Explore the mechanism of tsunami earthquake generation using earthquake cycle simulation

Qingjun Meng, Benchun Duan, & Bin Luo

Submitted August 4, 2021, SCEC Contribution #11160, 2021 SCEC Annual Meeting Poster #130

Since 1900, nine Mw>=7.5 historical tsunami earthquakes have occurred along shallow subduction zones and generated larger tsunami hazards than their Ms magnitudes implied. Previous observations found that tsunami earthquakes propagate at slower speed with longer duration, lower high-frequency radiation and larger discrepancy between Mw and Ms than regular megathrust earthquakes. In this study, we use a recently developed dynamic earthquake simulator, which incorporates a rate and state-dependent friction aging law and captures both quasi-static and dynamic processes, to explore the tsunami earthquake generation from a physics-based modeling point of view. We build a 3D shallow-dipping subduction zone model in which strong velocity weakening, unstable patches (asperities) are distributed within a conditionally stable subduction interface at shallow depth.

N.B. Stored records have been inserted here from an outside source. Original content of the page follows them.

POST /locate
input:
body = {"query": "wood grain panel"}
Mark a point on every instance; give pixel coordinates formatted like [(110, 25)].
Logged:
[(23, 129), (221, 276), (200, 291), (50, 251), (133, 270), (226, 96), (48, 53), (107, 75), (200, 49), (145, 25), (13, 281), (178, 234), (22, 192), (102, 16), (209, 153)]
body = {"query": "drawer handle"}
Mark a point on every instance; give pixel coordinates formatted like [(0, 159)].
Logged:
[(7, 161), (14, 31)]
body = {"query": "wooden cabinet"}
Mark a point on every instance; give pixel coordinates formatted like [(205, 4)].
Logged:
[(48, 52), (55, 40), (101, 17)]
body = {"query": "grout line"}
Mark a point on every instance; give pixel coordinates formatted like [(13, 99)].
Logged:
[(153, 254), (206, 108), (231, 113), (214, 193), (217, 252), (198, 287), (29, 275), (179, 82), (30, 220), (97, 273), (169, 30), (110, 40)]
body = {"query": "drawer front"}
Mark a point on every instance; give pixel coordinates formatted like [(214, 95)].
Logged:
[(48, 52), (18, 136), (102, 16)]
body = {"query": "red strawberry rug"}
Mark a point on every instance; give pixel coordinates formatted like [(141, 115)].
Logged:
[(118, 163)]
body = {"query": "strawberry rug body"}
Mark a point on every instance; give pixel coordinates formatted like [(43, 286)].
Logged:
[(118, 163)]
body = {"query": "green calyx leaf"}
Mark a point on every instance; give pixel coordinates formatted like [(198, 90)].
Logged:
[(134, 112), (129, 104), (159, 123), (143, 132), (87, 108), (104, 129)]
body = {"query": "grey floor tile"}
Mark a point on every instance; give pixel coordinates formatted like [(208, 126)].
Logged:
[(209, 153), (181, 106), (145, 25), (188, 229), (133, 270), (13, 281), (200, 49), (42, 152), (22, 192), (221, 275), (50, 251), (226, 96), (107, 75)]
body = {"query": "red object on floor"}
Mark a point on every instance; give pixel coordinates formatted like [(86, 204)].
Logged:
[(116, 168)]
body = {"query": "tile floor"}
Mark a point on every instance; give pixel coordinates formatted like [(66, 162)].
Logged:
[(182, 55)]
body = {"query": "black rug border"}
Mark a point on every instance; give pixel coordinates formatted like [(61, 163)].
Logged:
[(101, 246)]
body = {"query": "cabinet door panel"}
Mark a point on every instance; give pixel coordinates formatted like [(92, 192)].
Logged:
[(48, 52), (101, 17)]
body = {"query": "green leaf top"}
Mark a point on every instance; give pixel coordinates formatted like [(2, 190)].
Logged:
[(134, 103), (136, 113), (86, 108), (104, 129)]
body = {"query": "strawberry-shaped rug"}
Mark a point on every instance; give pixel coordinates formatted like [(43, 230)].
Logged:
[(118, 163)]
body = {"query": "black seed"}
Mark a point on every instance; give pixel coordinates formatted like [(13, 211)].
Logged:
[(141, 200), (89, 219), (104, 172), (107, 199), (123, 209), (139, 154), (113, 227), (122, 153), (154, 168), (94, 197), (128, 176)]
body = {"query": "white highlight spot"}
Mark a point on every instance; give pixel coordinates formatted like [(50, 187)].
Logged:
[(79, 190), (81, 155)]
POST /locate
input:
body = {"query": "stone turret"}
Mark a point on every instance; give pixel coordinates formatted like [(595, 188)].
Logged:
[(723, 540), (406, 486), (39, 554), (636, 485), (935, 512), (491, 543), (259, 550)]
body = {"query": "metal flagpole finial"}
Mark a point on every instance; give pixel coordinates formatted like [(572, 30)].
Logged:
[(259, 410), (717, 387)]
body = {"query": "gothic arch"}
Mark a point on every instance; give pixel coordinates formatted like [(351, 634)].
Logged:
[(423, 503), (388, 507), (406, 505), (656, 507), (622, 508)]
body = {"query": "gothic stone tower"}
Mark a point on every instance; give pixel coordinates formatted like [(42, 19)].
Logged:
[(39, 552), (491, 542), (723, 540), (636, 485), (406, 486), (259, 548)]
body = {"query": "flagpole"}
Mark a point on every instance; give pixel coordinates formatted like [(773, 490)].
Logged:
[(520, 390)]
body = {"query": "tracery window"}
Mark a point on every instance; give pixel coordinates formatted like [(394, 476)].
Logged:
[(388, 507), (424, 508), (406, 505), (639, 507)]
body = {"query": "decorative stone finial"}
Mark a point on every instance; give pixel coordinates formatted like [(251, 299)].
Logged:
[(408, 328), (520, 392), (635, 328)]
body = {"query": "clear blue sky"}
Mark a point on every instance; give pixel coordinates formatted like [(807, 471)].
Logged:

Simulation results show that earthquakes can only nucleate on these asperities and their rupture speeds are largely slowed down after propagating into the surrounding conditionally stable zone, because the conditionally stable zone is less velocity weakening. The earthquakes nucleate on the asperity with high normal stress (HNS) could cascadingly rupture the nearby asperities with low normal stress (LNS) and generate high on-fault slip and seafloor displacement. However, earthquakes nucleate on the LNS asperity are difficult to rupture the HNS asperity and generate low on-fault slip and seafloor displacement. The degree of velocity-weakening in the conditionally stable zone, which influences the earthquake rupture speed and recurrence interval, is crucial for tsunami earthquake generation and contributes to the earthquake characteristics, such long duration and depletion of high-frequency. In addition, the layout features of various asperities also strongly affect the final rupture pattern, generating diverse characteristics of simulated tsunami earthquakes. These modeling results can shed lights onto observations from historical tsunami earthquakes, including the 1994 and 2006 Java tsunami earthquakes and 2010 Mentawai tsunami earthquake.

Meng, Q., Duan, B., & Luo, B. (2021, 08). Explore the mechanism of tsunami earthquake generation using earthquake cycle simulation. Poster Presentation at 2021 SCEC Annual Meeting.